In trying to come up with a grand unifying theory of performance anxiety, I proposed (at a talk I gave this summer) that the likelihood of its debilitating effects exist on the axes of two main components: preparation and self-concept.

I’ll be talking a whole lot about both of these in the coming months, and today’s post is something of an overview of the disparate elements that come together to create the right kind of practice.

So here they are: the four elements I feel contribute to excellent practice.

Each of these will have their own lengthier post, so just peruse these concepts at arms’ length and see how they line up with your thinking.

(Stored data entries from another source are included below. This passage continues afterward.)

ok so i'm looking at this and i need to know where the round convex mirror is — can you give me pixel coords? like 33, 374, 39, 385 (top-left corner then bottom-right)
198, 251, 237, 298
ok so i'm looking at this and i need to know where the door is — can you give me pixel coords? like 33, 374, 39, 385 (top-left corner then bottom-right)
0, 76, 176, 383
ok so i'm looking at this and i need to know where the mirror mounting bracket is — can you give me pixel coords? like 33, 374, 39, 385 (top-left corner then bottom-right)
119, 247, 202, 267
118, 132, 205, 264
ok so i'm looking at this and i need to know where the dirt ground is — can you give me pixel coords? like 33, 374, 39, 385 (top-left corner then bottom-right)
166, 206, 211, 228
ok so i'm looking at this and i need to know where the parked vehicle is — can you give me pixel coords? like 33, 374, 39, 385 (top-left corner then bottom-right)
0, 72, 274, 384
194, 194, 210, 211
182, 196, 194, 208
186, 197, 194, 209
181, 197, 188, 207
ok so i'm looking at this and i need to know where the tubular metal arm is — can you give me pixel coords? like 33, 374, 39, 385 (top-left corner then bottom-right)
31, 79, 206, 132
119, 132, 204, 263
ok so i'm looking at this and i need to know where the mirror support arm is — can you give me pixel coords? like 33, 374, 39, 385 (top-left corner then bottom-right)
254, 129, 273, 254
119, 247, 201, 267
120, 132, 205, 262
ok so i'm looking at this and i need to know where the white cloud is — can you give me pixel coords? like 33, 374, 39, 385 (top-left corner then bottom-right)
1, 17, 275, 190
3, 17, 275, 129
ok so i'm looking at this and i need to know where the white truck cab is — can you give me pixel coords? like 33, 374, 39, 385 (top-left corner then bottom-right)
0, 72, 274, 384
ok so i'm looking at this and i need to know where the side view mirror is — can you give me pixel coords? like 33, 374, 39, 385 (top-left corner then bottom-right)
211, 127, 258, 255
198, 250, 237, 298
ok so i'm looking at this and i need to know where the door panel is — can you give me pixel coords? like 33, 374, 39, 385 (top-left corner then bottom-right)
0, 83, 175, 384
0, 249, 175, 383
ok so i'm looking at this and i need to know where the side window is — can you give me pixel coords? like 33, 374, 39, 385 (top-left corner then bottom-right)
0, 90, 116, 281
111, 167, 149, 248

Quality is something I see truly lacking in most students. Even among people who have already come to the conclusion that repeating a piece over and over is not the most efficient way forward, many players replace one low quality method for another: picking themselves to pieces rather than working from a set of ideals for which to strive.

This one is subtle, but important. The idea is to see whatever you’re working on as a piece of a larger task: honing yourself as a musician.

Most students who are struggling are not honest. There is a real hesitance to look unflinchingly at the task at hand, but when we fail to do so, we only harm ourselves. Everyone else can see what we’re doing and not doing. Denial does not preserve dignity, and honesty does not always end in hopelessness. Honesty requires you to know, intimately, what you’re good at, for instance. When you’re good at something, you don’t have to work at that so much any more. You can turn your attention to other things that are not so well in hand. I think many people are overly harsh towards themselves as a sort of reflex: that perhaps we might insulate ourselves from shame if only we find fault with everything. Of course, that means you’re still not seeing your playing clearly, so the despair continues.

This is just about ethic more than anything. I tell all of my students: playing something correctly is the beginning of practice, not the end. When an Olympic figure skater nails a tricky jump for the first time, she sets about making it part of her; repeating it until it is unassailable. Too often, victory is followed promptly by moving on. It is not reveling in victory to repeat that which you have newly learned. Is if the essence of skill to do exactly that.